ステップ2:「高速回転」による「自動化」(2〜6周目:約20時間)

  • 目的: 1周目で理解・暗記した96題を、使える「知識」へと昇華させ、「日本語→英語」の変換スピードを限界まで高める。
  • 時間配分目安: 20時間で最低5周回す(1周あたり4時間)
  1. 「単語帳」のように回す: ここからが本番です。参考書の「日本語(課題文)」だけを見ます。
  2. 「日本語→英語」の変換訓練: 日本語を見て、即座に「模範解答の英文」を頭の中、あるいは声に出して再現できるか確認します。
  3. 「思考」の停止と「想起」の高速化: ステップ1と異なり、ここでは「自力で考える」時間は一切不要です。

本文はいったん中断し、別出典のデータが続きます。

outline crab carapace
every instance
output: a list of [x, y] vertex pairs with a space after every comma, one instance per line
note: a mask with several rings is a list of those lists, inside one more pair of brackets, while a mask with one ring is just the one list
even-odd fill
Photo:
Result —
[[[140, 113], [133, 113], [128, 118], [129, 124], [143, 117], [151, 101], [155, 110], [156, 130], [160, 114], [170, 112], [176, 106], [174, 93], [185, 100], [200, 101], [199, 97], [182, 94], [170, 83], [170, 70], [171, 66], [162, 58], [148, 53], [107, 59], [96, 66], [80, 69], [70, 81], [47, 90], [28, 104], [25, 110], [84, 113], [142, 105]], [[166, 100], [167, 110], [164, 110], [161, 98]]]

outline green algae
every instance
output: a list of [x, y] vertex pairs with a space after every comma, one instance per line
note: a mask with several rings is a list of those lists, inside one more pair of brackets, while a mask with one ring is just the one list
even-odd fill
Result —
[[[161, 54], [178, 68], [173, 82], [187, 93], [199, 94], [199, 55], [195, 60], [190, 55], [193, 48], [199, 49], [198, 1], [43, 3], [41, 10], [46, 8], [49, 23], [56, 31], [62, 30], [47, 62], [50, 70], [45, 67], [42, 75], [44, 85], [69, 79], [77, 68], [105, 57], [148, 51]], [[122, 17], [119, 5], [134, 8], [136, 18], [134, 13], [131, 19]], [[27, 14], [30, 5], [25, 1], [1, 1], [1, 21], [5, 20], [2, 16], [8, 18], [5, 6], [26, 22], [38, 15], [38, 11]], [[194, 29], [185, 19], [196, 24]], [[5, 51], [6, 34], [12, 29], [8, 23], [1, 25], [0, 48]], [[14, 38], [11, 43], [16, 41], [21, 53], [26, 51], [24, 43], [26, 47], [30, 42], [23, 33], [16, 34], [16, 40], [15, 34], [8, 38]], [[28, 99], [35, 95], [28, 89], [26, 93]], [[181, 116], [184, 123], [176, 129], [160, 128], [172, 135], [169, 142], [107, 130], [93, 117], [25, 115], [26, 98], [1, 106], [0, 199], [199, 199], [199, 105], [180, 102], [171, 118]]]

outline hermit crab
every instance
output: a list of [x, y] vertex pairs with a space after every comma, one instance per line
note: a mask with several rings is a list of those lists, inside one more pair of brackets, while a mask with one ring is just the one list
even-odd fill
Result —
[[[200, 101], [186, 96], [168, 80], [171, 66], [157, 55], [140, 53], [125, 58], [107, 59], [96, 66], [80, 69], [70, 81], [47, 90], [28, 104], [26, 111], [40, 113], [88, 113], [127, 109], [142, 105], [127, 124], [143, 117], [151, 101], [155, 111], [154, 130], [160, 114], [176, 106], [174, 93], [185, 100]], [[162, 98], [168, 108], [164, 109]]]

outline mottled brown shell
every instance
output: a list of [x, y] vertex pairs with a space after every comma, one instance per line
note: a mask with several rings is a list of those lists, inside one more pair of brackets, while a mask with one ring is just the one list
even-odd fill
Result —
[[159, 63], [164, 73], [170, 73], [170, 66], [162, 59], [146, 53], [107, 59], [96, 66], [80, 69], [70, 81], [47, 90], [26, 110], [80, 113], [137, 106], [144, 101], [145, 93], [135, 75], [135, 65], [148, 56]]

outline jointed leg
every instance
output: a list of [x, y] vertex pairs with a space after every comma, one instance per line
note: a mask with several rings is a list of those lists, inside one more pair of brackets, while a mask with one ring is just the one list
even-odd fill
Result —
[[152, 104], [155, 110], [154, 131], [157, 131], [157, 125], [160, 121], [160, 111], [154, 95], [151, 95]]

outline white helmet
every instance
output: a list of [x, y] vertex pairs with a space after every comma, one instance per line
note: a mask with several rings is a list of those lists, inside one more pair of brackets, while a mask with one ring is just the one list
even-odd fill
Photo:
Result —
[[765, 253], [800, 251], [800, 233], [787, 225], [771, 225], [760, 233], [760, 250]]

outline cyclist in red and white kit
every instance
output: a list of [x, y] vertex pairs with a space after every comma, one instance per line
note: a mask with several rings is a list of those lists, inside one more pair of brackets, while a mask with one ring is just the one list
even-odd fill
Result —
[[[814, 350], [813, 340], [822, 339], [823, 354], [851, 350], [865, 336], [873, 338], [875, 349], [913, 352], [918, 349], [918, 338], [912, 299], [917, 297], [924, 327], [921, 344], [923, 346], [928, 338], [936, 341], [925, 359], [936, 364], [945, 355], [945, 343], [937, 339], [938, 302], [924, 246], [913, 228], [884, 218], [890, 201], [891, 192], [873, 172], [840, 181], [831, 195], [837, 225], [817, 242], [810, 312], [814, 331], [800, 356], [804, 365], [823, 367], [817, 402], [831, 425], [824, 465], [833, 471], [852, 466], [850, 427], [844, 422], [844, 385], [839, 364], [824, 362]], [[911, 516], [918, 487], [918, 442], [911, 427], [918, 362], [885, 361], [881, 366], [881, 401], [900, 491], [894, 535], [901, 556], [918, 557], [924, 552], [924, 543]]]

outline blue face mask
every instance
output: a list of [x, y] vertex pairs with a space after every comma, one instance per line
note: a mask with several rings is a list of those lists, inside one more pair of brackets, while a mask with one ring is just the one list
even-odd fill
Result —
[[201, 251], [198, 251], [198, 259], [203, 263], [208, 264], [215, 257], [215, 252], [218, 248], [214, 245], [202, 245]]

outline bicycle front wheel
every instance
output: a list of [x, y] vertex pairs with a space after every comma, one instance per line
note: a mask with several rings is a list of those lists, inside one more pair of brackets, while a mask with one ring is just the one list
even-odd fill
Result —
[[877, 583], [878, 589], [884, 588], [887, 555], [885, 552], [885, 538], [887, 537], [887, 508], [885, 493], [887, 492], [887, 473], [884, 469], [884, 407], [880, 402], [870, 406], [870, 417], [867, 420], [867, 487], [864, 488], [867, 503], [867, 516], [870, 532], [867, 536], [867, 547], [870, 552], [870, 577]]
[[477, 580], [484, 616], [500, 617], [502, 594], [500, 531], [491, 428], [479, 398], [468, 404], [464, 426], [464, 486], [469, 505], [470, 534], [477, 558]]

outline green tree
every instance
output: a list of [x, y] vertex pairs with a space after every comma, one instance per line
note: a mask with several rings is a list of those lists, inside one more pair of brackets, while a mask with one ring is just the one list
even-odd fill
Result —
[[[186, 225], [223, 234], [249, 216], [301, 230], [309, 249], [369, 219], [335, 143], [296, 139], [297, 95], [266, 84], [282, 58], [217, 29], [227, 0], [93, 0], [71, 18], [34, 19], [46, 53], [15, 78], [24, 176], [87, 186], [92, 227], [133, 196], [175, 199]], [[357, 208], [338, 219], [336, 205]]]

少しでも詰まったら、すぐに模範解答を確認します。「思い出す」作業を高速で繰り返すことに集中します。
  4. 解説の再読: 高速回転中も、忘れているロジックがあればステップ1に戻り、「解説」を再読します。周回を重ねるごとに、「なぜ」の理解が深まり、暗記(自動化)がより強固になります。

こんな人におすすめ!

  • 英作文が入試で課される受験生(全員)
  • 「丸暗記」が苦手で、理由(なぜ)が分かれば覚えられる人
  • 関正生先生の講義や解説が好きな人
  • 英作文の勉強を何から始めるべきか分からない人
  • 「正しい英文」のストック(引き出し)が圧倒的に不足している人

まとめ:「覚える」ことは「理解」から始まる

英作文の学習は、「センス」ではなく「知識」の積み上げです。

  1. 課題英作文(本書)で、「正しい英文の型と表現」を徹底的に暗記(インプット)し、
  2. 自由英作文で、その「武器」を「論理の型」に当てはめて使いこなす

『関正生の英作文ポラリス[1]』は、そのステップ1を「納得感」を持って完璧にこなすための「最強の武器庫」です。ステップ1(20時間)の「徹底理解」とステップ2(20時間)の「自動化」サイクルを通じてこの96題をマスターした時、あなたは「何も書けない」状態から、「理由(ロジック)と共に正しい武器(英文)を持っている」状態へと確実に進化しているはずです。